Charles took her hand, and led her back to the sofa from which she had risen. "Julie," said he, "my father is as cruel as yours. He refuses his consent to our union; but be assured----"
At that moment the deadly paleness, the wild despair, of Julie's countenance, stopped him as he spoke. Charles had deceived himself, and still more deceived her, with respect to his father. She had never imagined the possibility of his refusing, and now it came like the stroke of death. All the horror, all the desolation of her situation flashed upon her mind. It stunned, it stupified her. Every sense, every thought was overwhelmed in the wild tempest of her disappointed hopes, and she sat gazing in the face of her lover in dumb inanimate despair.
Charles at first attempted to call her to herself, but in vain. She sat like marble. At length, starting up, "Julie," he cried, "I go again to my father, and be sure I will bring you his consent, or I will die at his feet!"--and he quitted the room.
But Julie heard him not. She sat with her hands clasped, and her eyes fixed upon the door. Her senses were bewildered. A sudden panic seized her, she knew not of what. She started up, and, as if she flew from something which pursued her, she ran down the stairs of the hotel into the street. She passed rapidly along the Rue Royale to the Place Louis Quinze. The cool air revived her, and thought began to return, when some one caught her by the arm with a grasp of iron; she turned and cast herself at his feet.
"My father! Oh heaven, my father!" cried Julie. Villars answered nothing, but held her tight by the wrist, while he drew a poniard from his bosom.
"Disgrace your father's name!" said he at length. "If you have a prayer to offer to heaven, offer it now, for the blood of Villars shall never flow in impure veins!"
Julie strove to speak, but terror left her no voice. At length she cried, "Indeed, indeed, I am innocent!"
"Art thou aliartoo?" cried Villars, casting his cloak over her head, and raising his hand. "Thus I wipe out your infamy!"

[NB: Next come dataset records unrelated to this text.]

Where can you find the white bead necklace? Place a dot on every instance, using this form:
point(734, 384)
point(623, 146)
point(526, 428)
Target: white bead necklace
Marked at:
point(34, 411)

He plunged the dagger in her bosom--he raised it again, but no--he could not repeat it--there was a faint smothered cry--a shudder like the flutter of a dying bird, and then it lay a cold inanimate weight upon his bosom--It was done! But then the implacable unyielding spirit which had thus far sustained him forsook him for a moment, and he stood stupified, without thought, without feeling, without remembrance.
"I have done my duty!" he cried at last, and hurrying down to the banks of the river, descended to the very edge, and laid his lifeless burden in the water--gently, and cautiously, as if he were afraid of waking her. He gazed upon her--smote his hand upon his breast. "I have done my duty!" he said, "I have done my duty!" But hell was in his heart, and he fled.
When the Union American merchantman was lost on her passage from Havre to Charleston, there was one man who refused to enter any of the boats. He had taken his passage at Havre the very day the ship sailed, and, during the five days which elapsed between her leaving the port and her being wrecked, he was never heard to proffer a word to any one. He passed the days and the greater part of the nights, in walking backwards and forwards, with his eyes fixed upon the deck, and at that awful moment, when tempest and destruction surrounded them all, the deadly strife within his own bosom seemed to have rendered him insensible to the war of elements without.
Some one kindly pressed him to enter one of the boats. "Leave me, leave me," said he in French; "my grave is made!"
God knows whether it was he, but the passengers who escaped represent him as of the same age and form as Armand Villars.